Heartland is a Canadian dramatic television series, it follows sisters Amy and Lou Fleming, their grandfather Jack Bartlett, and Ty Borden, through the highs and lows of life at their ranch.

Total nominations and awards for the cast

Canadian Screen Awards
The Canadian Screen Awards are given annually by the Academy of Canadian Cinema & Television recognizing excellence in Canadian film, English-language television, and digital media. Heartland has two nominations, with one win.
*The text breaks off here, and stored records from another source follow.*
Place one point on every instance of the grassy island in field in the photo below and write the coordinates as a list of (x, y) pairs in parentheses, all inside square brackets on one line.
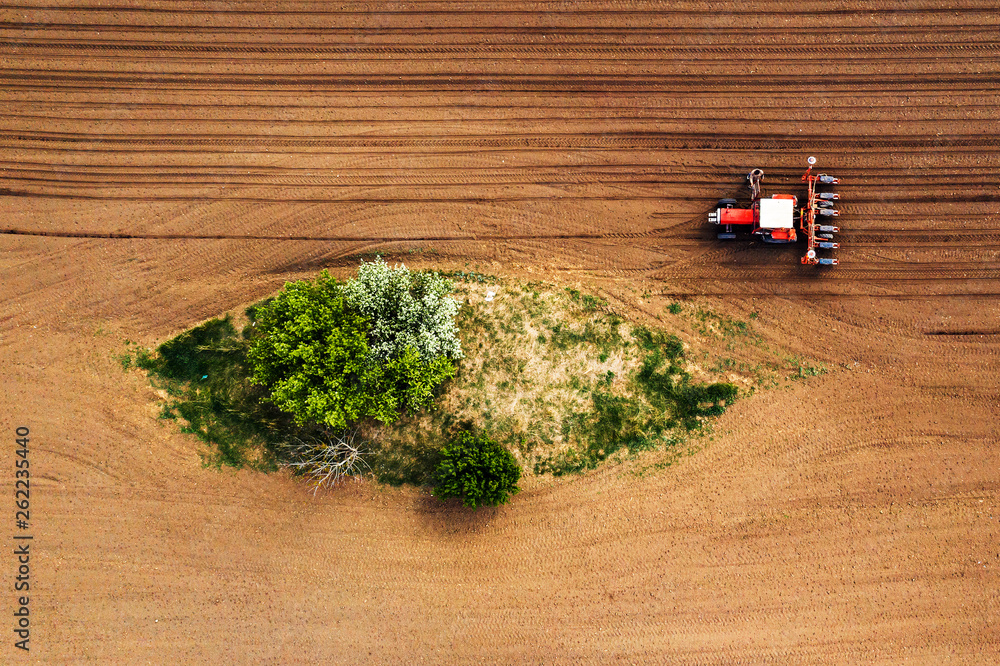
[(335, 378)]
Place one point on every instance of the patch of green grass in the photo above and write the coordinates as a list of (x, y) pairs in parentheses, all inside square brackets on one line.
[(205, 373)]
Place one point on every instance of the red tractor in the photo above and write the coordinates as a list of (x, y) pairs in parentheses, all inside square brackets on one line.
[(778, 219)]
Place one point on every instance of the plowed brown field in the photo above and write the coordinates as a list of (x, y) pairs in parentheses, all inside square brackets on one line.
[(162, 162)]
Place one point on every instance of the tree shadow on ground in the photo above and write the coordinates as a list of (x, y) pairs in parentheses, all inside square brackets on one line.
[(444, 517)]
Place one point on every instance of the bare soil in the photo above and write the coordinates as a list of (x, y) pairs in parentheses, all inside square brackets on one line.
[(161, 163)]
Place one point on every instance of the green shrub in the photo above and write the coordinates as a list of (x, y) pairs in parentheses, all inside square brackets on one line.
[(478, 470), (311, 350)]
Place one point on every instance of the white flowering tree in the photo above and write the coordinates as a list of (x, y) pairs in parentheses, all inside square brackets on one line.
[(333, 353), (405, 309)]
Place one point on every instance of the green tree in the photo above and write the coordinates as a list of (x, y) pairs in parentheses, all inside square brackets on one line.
[(478, 470), (311, 350)]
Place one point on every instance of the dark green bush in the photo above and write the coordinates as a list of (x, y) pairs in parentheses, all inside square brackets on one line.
[(477, 470), (311, 350)]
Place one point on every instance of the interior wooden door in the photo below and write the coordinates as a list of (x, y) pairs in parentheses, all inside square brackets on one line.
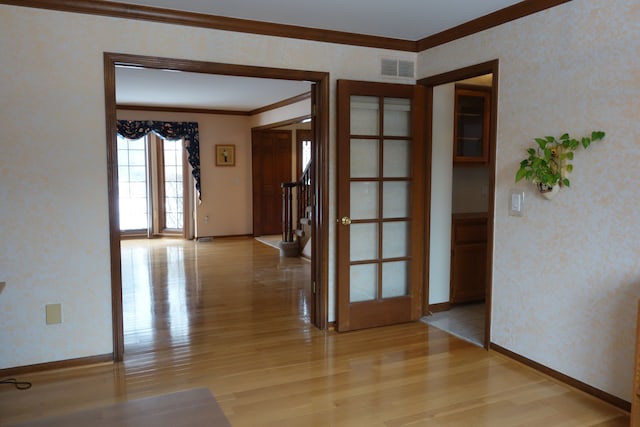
[(380, 212), (271, 166)]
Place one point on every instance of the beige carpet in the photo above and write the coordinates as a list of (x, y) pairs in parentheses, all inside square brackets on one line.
[(195, 407)]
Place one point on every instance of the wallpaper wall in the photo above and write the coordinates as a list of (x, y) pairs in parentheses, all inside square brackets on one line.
[(54, 228), (566, 276)]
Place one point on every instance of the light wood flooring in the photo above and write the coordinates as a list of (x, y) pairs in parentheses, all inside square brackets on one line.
[(231, 315)]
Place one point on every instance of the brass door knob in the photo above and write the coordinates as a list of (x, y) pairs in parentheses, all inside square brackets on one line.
[(345, 220)]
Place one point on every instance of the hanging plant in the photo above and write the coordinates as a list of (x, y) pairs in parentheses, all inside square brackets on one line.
[(548, 164)]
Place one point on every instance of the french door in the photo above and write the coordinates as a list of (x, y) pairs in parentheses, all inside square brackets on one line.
[(380, 212)]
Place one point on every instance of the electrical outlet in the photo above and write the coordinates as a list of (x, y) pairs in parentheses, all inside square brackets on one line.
[(516, 201), (53, 313)]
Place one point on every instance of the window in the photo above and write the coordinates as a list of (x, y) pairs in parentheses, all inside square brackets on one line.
[(173, 184), (132, 183), (151, 174)]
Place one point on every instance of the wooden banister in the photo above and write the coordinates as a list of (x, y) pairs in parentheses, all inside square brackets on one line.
[(303, 193)]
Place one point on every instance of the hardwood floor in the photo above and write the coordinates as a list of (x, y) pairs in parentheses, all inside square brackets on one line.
[(230, 315)]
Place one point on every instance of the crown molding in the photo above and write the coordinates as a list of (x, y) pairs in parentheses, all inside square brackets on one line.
[(162, 109), (502, 16), (176, 17)]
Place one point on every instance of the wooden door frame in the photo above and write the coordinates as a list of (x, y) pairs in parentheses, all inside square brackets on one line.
[(398, 309), (490, 67), (321, 174)]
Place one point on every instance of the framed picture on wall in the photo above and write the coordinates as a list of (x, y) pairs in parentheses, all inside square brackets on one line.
[(225, 155)]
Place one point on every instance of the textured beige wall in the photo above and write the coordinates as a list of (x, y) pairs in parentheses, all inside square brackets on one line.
[(566, 275), (53, 177)]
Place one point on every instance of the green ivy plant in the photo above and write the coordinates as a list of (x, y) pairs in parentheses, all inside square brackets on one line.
[(549, 163)]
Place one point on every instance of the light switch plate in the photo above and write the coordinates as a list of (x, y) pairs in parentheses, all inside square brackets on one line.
[(53, 313), (516, 202)]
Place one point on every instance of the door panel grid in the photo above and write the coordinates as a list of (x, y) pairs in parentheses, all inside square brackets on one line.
[(376, 211)]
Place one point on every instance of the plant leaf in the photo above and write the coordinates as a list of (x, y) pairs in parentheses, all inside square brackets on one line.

Directors Guild of Canada Awards
The Directors Guild of Canada hosts an annual awards ceremony recognizing achievement in directing, production design, picture and sound editing. Heartland has eight wins out twelve nominations.

Gemini Awards
The Gemini Awards were annual awards given by the Academy of Canadian Cinema & Television to recognize achievements in English-language television. Heartland garnered nine nominations, with one win.

Joey Awards
The Joey Awards are given annually to young Canadian performers in film and television. Heartland has been nominated eight times, winning twice.

Leo Awards
The Leo Awards are annual awards honouring the best in film and television in the province of British Columbia.  Heartland has been nominated five times.

Rosie Awards
The Rosie Awards is the name given to the Alberta Film and Television Awards, presented annually by Alberta Media Production Industries Association (AMPIA).

Young Artist Awards
The Young Artist Awards are awarded annually to young actors in film and television. Heartland has one win from four nominations.